Court Finds Alleged Incidents Did Not “Materially” Change Her Working Conditions
A federal appellate court recently upheld the dismissal of a lawsuit brought by an African American postal employee who claimed that she was discriminated against based on her race and gender. The Sixth Circuit Court of Appeals found that her discrimination claims failed because there was no “adverse action.” The court also rejected the worker’s hostile environment claim because she did not show that her supervisor’s actions were sufficiently “severe or pervasive.” Brown v. Potter, No. 12-1895, Sixth Circuit Court of Appeals (March 5, 2013).
Alicia Brown worked as a customer service manager at the Wayne Post Office in Westland, Michigan from 2006 until 2010. Brown alleged that for a year and a half her supervisor, Kevin Brandon, singled her out for disparate treatment and unlawful discrimination.
Beginning in May 2007, Brandon openly criticized Brown’s work in a meeting attended by other senior post office managers. Later that month, he denied her request for training. In June 2007, Brandon began dictating which shift Brown would be required to work, contrary to the practice of other managers who were free to select their own shifts and hours.
In January 2008, Brandon denied Brown’s request to take mandatory rural mail count training, though he had approved the same training for Westland employees and other postal employees in the area. He also allegedly tried to make Brown work longer hours, called her a liar, and began requiring his secretary to maintain a file of his correspondence with Brown.
On November 4, 2008, Brown voluntarily transferred to the Dearborn, Michigan facility, with the same title and pay, but at a lower grade level. The next day, Brandon sent two emails to a manager at Dearborn, Cheryl Skotak, calling Brown a “peach,” saying she was “stupid,” and asking Skotak to “make sure [Brown] fails miserably.” That same day, Brown filed a charge with the Equal Employment Opportunity Commission and, not long after, a lawsuit against the Postal Service in federal court.
Brown’s complaint raised several theories of relief, including disparate treatment bias based on race and gender and hostile work environment. The trial judge rejected all of her claims and Brown appealed this decision.

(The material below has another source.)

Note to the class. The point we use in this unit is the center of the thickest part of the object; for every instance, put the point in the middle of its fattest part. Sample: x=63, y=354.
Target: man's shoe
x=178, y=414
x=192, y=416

The Sixth Circuit first addressed Brown’s disparate treatment claim, which was based on three incidents: Brandon’s attempt to require Brown to work a 12-hour shift on Mondays; Brown’s decision to take an assignment at Dearborn on November 4; and the November 5 “peach” emails.

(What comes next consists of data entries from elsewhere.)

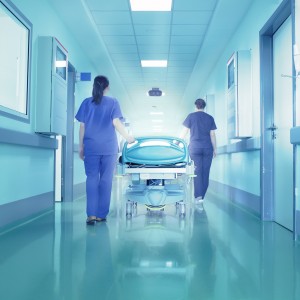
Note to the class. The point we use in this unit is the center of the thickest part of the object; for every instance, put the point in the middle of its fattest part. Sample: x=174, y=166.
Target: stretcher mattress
x=155, y=152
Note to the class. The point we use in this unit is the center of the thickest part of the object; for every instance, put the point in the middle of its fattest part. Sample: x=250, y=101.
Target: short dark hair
x=100, y=84
x=200, y=103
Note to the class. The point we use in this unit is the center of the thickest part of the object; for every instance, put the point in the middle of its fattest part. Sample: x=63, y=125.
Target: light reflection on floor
x=219, y=253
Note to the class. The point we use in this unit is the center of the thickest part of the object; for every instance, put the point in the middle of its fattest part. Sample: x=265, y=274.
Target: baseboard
x=246, y=200
x=21, y=210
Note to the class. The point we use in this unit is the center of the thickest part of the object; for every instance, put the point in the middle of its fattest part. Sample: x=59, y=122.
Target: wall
x=238, y=174
x=27, y=170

The Sixth Circuit found that none of the incidents in question rose to the level of an “adverse action” that would cause a “materially adverse change” in Brown’s employment conditions. She had transferred to Dearborn voluntarily, her position was substantially the same as her old one (differing only in grade level), the proposed change to her Monday hours had never materialized, and Brandon’s email to Skotak had no effect on “the terms or conditions of [her] employment.” According to the court, “[i]n the absence of an adverse action, Brown has no threshold case.”
The Sixth Circuit next addressed Brown’s hostile work environment claim. Even though Brown and Brandon “did not get along” and Brandon was not an “ideal boss,” the Sixth Circuit noted that Title VII does not create a workplace “civility code.” Moreover, the court found that Brandon’s comments and Brown’s complaints about training and staffing were not “severe or pervasive enough to create an environment that both she and a reasonable employee would find hostile or abusive.” Thus, the court upheld the dismissal of both her discrimination and hostile work environment claims.
According to Michelle LeBeau, a shareholder in the Detroit Metro office of Ogletree Deakins: “This case highlights the importance of satisfying the evidentiary burden in disparate treatment cases. The court found no evidence of an ‘adverse action’; thus, the worker’s claim was dismissed. To prevent conflicts from escalating to the level of a Title VII violation, however, employers should immediately intervene when they become aware of objectively abusive or discriminatory conduct, even absent a complaint. In addition, supervisors should be trained to identify unacceptable conduct and respond appropriately.”